Simulcra

Simulcra is an interactive distributed-systems simulator with live topology editing, failure modeling, and observability export.

You can:

Build and edit service topologies on a canvas.
Run a tick-based simulation in real time.
Watch throughput, latency, queue depth, health, and failure events.
Persist run data and topology to Databricks.
Export node-level metrics to Prometheus (scrape or Pushgateway mode).

System Overview

Simulcra is split into two runtime layers:

frontend/: React + Vite app that contains the simulation engine and visual UI.
server/: Express + TypeScript ingestion API for Databricks persistence and Prometheus endpoints.

High-level data flow:

Frontend simulation runs locally in-browser.
On each snapshot callback, frontend posts a normalized payload to server.
Server deduplicates/filters snapshots and asynchronously writes accepted data to Databricks.
Server also exposes Prometheus metrics (/metrics/prometheus) and optionally pushes to Pushgateway.

Repository Layout

frontend/src/app/ UI and topology editor
frontend/src/simulation/ simulation engine, node models, routing, metrics logic
server/routes/ API route handlers
server/services/ Databricks, Prometheus, run state, etc.
scripts/run-prometheus.sh local Prometheus launcher helper
PROMETHEUS_SETUP.md Prometheus setup notes

Key Features Implemented

1. Interactive Simulation Canvas

Drag-and-drop nodes
Connect services with directed edges
Select/edit node config
Pan across large topologies
Start/Pause/Resume/Step controls

2. Realistic Default Topology

Current starter system includes:

Event Producer
Priority Producer (throughput 2)
API Gateway
Kafka Cluster
Consumer Group
Load Balancer
Worker Pool A
Worker Pool B
Redis Cache
Circuit Breaker
PostgreSQL (sink)
DLQ

Notes:

Cache hits now terminate locally (they do not forward), so they reduce downstream load.
DLQ routing requires explicit edges.
Normal routing avoids DLQ edges; DLQ is treated as failure path.

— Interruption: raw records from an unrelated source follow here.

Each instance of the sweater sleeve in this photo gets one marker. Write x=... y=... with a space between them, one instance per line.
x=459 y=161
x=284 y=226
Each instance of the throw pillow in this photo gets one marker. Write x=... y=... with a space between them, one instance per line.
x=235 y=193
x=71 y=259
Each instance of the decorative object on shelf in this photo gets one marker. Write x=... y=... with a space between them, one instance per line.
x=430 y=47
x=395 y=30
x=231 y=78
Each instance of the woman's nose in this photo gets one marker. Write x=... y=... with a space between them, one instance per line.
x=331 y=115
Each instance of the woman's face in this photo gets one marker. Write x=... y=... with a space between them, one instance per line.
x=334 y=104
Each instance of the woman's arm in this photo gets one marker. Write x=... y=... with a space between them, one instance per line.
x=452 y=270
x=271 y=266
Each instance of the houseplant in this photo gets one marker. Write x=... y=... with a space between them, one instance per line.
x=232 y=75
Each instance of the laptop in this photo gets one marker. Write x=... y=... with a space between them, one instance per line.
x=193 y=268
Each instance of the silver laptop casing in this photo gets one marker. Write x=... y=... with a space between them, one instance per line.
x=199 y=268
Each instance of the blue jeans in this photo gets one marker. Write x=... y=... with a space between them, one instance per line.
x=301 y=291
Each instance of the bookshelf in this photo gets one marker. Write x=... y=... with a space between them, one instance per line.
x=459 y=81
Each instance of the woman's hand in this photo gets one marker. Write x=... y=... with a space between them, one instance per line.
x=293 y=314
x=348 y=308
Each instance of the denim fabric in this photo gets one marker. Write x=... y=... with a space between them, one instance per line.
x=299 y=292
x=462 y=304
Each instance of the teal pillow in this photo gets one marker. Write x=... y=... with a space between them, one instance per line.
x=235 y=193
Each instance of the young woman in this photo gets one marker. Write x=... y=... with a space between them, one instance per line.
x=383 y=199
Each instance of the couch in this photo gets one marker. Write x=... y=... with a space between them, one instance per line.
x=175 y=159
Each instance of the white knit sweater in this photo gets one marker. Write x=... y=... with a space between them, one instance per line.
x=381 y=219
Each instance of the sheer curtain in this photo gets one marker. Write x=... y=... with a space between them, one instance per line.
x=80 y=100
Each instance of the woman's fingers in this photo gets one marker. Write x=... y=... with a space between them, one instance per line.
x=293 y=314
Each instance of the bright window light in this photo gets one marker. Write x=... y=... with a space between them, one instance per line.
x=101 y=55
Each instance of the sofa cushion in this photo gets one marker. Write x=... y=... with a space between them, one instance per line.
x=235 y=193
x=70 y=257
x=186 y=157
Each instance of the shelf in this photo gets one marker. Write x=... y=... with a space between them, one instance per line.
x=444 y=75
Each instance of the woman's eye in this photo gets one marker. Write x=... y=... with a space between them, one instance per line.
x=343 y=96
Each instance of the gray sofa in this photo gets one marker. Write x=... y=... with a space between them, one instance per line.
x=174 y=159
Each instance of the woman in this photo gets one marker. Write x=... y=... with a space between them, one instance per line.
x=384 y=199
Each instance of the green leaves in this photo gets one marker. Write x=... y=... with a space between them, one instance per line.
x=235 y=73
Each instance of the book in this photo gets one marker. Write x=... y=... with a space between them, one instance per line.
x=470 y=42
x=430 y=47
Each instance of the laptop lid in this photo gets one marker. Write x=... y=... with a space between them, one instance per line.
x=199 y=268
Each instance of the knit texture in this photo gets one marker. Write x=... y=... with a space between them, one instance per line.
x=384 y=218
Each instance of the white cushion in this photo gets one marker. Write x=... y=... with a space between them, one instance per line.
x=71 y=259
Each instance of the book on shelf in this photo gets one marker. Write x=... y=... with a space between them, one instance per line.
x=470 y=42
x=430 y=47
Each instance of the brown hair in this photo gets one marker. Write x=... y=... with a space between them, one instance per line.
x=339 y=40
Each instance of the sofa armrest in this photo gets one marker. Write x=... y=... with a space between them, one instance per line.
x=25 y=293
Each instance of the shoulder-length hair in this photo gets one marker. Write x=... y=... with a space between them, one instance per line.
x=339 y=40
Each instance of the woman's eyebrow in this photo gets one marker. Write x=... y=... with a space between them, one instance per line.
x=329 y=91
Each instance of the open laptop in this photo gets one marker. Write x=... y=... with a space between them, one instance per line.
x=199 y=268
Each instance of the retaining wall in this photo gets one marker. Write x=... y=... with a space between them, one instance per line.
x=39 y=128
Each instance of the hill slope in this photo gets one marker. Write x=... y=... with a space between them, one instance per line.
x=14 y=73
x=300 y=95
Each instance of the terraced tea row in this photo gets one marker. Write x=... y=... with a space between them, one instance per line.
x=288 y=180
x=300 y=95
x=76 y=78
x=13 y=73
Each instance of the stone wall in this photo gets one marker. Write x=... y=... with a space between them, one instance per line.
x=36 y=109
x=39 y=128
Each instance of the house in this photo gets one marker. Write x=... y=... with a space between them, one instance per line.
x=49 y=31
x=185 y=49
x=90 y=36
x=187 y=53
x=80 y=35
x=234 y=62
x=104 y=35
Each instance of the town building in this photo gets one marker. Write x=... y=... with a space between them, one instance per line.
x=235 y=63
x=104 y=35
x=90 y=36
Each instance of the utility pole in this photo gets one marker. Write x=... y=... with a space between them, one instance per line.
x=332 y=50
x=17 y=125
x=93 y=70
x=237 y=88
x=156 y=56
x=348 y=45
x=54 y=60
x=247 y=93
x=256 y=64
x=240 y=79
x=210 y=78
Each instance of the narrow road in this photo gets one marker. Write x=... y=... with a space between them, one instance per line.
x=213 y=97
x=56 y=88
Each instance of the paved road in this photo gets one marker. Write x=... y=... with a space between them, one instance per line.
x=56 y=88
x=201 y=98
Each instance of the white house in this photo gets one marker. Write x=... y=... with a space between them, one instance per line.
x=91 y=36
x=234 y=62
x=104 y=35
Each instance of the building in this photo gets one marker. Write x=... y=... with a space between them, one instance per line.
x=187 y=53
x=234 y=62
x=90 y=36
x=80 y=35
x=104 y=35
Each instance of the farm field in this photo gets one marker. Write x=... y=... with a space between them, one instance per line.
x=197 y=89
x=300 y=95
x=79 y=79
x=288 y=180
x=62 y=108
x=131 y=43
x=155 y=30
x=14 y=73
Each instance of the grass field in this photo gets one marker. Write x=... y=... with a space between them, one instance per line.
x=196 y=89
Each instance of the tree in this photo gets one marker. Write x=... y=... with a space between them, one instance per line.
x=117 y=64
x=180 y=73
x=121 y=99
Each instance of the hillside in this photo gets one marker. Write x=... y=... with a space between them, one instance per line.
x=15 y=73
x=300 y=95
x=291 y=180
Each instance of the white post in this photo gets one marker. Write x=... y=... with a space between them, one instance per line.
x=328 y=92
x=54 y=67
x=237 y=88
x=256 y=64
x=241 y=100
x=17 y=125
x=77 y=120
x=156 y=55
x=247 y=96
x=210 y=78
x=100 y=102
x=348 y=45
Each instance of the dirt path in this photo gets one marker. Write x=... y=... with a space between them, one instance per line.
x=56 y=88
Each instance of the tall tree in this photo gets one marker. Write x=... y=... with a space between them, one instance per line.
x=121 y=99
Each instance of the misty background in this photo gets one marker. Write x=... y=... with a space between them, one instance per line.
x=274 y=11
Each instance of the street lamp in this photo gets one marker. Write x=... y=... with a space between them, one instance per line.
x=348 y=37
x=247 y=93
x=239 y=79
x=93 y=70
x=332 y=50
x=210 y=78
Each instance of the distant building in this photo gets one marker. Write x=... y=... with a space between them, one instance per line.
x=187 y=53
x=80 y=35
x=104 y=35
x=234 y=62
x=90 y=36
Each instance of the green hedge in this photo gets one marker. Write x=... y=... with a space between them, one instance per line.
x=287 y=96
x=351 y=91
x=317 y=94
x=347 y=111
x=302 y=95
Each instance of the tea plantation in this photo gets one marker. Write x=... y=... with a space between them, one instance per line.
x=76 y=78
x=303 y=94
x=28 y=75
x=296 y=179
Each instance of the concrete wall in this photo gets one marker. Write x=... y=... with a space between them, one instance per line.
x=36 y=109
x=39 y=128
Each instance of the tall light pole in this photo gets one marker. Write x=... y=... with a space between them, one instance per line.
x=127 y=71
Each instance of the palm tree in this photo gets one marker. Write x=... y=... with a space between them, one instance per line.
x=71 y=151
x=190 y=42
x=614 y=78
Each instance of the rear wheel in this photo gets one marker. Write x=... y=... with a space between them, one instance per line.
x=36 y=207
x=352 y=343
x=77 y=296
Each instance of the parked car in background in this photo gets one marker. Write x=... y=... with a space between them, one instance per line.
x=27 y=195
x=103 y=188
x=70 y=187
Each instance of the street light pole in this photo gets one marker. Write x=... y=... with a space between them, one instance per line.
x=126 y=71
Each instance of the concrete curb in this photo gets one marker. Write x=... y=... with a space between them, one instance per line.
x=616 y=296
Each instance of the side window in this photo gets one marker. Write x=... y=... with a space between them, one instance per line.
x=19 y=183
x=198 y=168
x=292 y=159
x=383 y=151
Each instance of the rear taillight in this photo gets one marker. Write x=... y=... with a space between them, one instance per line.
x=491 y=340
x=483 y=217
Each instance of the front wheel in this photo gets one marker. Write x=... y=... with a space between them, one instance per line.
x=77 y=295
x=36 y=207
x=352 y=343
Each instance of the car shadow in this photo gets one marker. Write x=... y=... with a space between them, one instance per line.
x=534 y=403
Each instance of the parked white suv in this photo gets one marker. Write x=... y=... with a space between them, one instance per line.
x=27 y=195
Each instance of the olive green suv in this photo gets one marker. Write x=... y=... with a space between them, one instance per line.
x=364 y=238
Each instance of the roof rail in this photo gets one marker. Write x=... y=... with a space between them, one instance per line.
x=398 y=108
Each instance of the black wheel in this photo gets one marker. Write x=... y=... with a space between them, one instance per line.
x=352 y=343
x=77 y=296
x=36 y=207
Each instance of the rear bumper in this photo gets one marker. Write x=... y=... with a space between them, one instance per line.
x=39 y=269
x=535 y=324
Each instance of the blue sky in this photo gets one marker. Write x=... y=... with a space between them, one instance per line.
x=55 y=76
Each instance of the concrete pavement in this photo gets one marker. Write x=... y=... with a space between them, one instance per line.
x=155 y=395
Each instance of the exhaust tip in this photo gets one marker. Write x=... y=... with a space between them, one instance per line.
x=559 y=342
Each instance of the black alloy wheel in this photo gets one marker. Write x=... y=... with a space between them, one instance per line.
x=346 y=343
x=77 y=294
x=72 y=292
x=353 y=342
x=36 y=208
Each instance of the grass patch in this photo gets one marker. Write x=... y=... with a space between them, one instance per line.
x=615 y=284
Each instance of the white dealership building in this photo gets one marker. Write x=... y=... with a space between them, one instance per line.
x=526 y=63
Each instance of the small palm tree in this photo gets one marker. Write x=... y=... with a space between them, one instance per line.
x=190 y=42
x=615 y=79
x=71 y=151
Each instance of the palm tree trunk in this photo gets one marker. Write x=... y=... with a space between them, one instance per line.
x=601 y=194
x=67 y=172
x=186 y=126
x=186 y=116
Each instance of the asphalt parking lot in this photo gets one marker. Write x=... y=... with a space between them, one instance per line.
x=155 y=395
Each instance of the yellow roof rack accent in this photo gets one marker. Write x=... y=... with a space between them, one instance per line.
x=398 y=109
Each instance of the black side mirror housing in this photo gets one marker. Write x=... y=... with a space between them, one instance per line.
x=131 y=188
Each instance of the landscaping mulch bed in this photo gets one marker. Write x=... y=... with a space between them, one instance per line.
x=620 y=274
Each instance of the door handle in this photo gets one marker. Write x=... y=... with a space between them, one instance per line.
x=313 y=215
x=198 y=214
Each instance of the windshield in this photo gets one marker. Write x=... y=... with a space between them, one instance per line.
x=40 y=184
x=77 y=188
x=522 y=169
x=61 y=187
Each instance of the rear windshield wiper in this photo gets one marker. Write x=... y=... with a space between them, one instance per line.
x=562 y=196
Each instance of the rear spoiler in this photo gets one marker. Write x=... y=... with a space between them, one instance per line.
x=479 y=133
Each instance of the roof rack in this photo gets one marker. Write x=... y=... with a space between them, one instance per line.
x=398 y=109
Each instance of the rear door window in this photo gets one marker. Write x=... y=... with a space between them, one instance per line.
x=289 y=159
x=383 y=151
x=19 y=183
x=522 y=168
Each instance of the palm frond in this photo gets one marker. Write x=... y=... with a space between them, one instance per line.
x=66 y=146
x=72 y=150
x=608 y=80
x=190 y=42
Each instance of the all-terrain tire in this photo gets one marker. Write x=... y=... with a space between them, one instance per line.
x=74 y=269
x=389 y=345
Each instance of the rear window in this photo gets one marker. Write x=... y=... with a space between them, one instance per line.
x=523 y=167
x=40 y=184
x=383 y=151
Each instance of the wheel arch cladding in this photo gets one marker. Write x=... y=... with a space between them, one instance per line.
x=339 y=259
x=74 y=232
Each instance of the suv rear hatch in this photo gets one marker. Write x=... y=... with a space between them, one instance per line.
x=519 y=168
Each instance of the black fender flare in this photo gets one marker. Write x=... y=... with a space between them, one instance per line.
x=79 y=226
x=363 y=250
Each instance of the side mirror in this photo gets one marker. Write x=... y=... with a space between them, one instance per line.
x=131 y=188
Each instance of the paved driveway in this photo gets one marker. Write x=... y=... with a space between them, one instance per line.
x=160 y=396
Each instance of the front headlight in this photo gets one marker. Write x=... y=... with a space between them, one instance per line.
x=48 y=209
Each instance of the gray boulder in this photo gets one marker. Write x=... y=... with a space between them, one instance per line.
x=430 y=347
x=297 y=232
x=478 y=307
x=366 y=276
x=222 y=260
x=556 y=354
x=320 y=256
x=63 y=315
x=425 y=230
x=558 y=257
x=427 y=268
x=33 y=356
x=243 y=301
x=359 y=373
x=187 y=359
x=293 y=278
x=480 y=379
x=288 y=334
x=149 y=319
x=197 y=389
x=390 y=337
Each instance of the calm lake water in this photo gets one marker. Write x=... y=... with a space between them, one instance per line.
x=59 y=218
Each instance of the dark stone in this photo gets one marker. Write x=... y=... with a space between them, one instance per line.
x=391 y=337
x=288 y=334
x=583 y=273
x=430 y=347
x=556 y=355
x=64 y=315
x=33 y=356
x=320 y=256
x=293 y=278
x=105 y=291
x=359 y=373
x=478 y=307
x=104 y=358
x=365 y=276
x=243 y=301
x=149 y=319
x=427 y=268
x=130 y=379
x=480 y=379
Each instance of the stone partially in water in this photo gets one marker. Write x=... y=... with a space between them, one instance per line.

3. Node-Specific Behavior Models

Each node has explicit simulation logic in frontend/src/simulation/nodes/*.ts, with class-level comments describing behavior.

Examples:

API gateway: throughput budget + timeout drops
Kafka: partition queues + per-partition drain rates
Worker pools: replica-scaled processing + probabilistic errors
Circuit breaker: closed/open/half-open state machine
DLQ: terminal sink that accumulates unresolved failures

4. Run + Topology Persistence in Databricks

Server persists:

Per-service metrics snapshots
Run-level snapshots
Run lifecycle (start / end)
Run topology JSON (run_topologies)

This enables post-run architecture-aware analysis (not just symptom metrics).

5. Prometheus Integration

Server supports:

scrape mode (GET /metrics/prometheus)
pushgateway mode
both

Prometheus output includes granular node metrics (identity, throughput, latency, queue depth, error/health, status encoding, backpressure estimate), plus run-level aggregates.

Frontend Setup

Requirements:

Node.js 20+

Commands:

cd /Users/arjunsakthi/Simulcra/frontend
npm install
npm run dev

Frontend runs on Vite default (http://localhost:5173).

Server Setup

Requirements:

Node.js 20+
Databricks SQL Warehouse credentials

Commands:

cd /Users/arjunsakthi/Simulcra/server
cp .env.example .env
npm install
npm run dev

Server default:

http://localhost:3001

Important env vars:

DATABRICKS_HOST
DATABRICKS_TOKEN
DATABRICKS_WAREHOUSE_ID (or DATABRICKS_HTTP_PATH)
DATABRICKS_CATALOG / DATABRICKS_SCHEMA (optional)
PROMETHEUS_ENABLED
PROMETHEUS_MODE (pushgateway|scrape|both)
PUSHGATEWAY_URL (required for push modes)

API Endpoints

`POST /runs/start`

Starts a run record and persists topology.

Expected body:

runId
topologyName
nodeCount
topology (nodes + edges)

`POST /runs/end`

Marks run as ended.

`POST /metrics/snapshot`

Accepts simulation snapshot payload, deduplicates, writes to Databricks, and updates Prometheus state.

`GET /metrics/prometheus`

Prometheus exposition output (when scrape mode enabled).

`GET /health`

Connectivity/feature status including Databricks and Prometheus mode.

Databricks Tables

Configured targets:

simulcra.snapshot_service_metrics
simulcra.snapshots
simulcra.runs
simulcra.run_topologies

Data Reset Utility

To clear persisted simulation data from Databricks:

cd /Users/arjunsakthi/Simulcra/server
npm run clear:data

This clears:

snapshot_service_metrics
snapshots
runs
run_topologies

Prometheus (Local)

If using local binary bundle:

cd /Users/arjunsakthi/Simulcra
./scripts/run-prometheus.sh

Prometheus UI:

http://localhost:9090

Simulation Semantics (Important)

Simulation is tick-based (DEFAULT_TICK_MS = 100 in engine).
throughputPerSec translates into per-tick processing budgets with carry.
Failures can emit message_error / message_dropped events.
Engine-level failure handling can route failed messages to DLQ only via explicit DLQ downstream edges.
Load balancer currently adapts to crash/recover state (non-crashed targets), not full runtime error-rate weighting.

Current Limitations

Load balancer does not yet dynamically weight by observed failure/latency.
Some service models are intentionally simplified and probabilistic.
Metrics cardinality grows by run_id + node labels; tune strategy if scaling to many concurrent runs.
Frontend chunk size is currently large in production build output.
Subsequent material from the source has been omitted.